While Sturdy struggles with the mayoral decision he said that he will be stepping down from the Squamish-Lillooet Regional District on June 18. He also said he is going to remove himself from the Pemberton Valley Utilities and Services (PVUS) board of directors.
"In the next couple of weeks I'll be making a decision," he said.
He added that in a small community like Pemberton, it doesn't work for a member of council to take a leave of absence. A number of things could happen if a by-election is triggered by his resignation as mayor. Sturdy said a sitting councillor could win the by-election and then there would have to be a by-election to backfill that council position — all scenarios with significant costs involved for Pemberton.
"I don't know that there is an ideal situation," Sturdy said.
He hasn't ruled out carrying on as mayor and finishing his term if there's agreement that staying on is better for the community than having a by-election.
Whatever happens with the short-term structure of Pemberton council, Sturdy said his goal is to make the transition as smooth as possible for the community with minimal disruption.
"I do have a responsibility to the community as well in that I did not provide notice that this was an option and it really wasn't on the radar," Sturdy said of his decision to seek the MLA job.
Finding a part-time residence in Victoria that is close to the legislative building where he will be working is an immediate priority for Sturdy. Ideally, he said he would like to be able to ride his bike between his workplace and his part-time home.

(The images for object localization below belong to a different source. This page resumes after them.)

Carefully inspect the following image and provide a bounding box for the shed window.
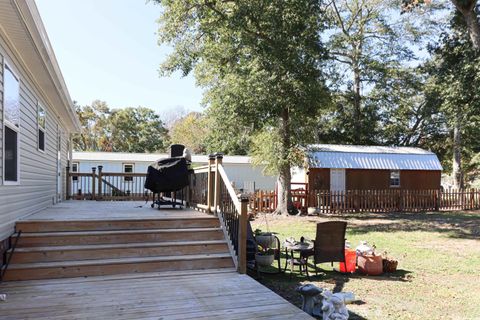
[71,162,79,181]
[123,164,134,181]
[390,170,400,187]
[3,63,20,183]
[38,104,46,151]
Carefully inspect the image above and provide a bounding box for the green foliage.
[423,11,480,180]
[170,112,208,154]
[250,129,305,176]
[73,101,169,153]
[155,0,330,212]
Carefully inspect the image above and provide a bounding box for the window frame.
[71,162,79,181]
[37,102,46,153]
[389,170,401,188]
[3,61,21,185]
[123,163,134,182]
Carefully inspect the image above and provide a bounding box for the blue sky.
[35,0,203,114]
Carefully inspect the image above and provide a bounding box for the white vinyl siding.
[0,40,71,241]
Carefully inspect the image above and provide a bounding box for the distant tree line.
[75,0,480,214]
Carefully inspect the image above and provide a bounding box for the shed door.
[330,169,345,192]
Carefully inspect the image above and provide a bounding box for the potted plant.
[254,229,275,248]
[255,248,275,267]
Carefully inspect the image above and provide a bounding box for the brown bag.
[357,254,383,275]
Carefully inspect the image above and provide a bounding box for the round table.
[283,241,313,276]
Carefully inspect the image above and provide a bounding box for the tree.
[402,0,480,50]
[322,0,418,144]
[73,102,169,153]
[155,0,330,214]
[424,12,480,187]
[108,107,170,153]
[170,112,208,154]
[73,100,110,151]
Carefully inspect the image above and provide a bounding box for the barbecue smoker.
[144,144,191,209]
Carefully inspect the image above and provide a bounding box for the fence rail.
[248,188,480,214]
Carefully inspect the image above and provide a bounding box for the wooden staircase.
[2,217,234,281]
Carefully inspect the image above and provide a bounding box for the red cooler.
[339,249,356,273]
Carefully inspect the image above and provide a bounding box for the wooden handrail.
[217,164,241,213]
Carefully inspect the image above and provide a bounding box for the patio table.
[283,240,313,276]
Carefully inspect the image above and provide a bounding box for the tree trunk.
[276,164,294,215]
[452,0,480,51]
[274,107,294,215]
[452,113,464,189]
[353,65,362,144]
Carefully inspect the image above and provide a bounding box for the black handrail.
[1,230,22,281]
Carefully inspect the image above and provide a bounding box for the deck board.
[21,200,208,221]
[0,271,312,319]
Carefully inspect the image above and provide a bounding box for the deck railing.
[188,154,248,274]
[66,166,151,201]
[66,155,248,273]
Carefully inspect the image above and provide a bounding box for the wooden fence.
[248,188,480,214]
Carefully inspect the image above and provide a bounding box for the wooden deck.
[0,269,313,319]
[1,200,312,319]
[21,200,204,221]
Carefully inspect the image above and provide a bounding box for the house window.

He added that his Ford F-350 pickup truck isn't an ideal vehicle for commuting between Pemberton and Victoria so he's looking at his transportation situation as he continues his transition into his job as MLA.
"New times and new adventures," said Sturdy of his next few weeks. "It will all work itself out and I'm really excited about it."
Despite all the unanswered questions and uncertainties at this point, Sturdy said he's really excited about the future. He added that his family farm will always be there for him when he decides he can't take politics anymore.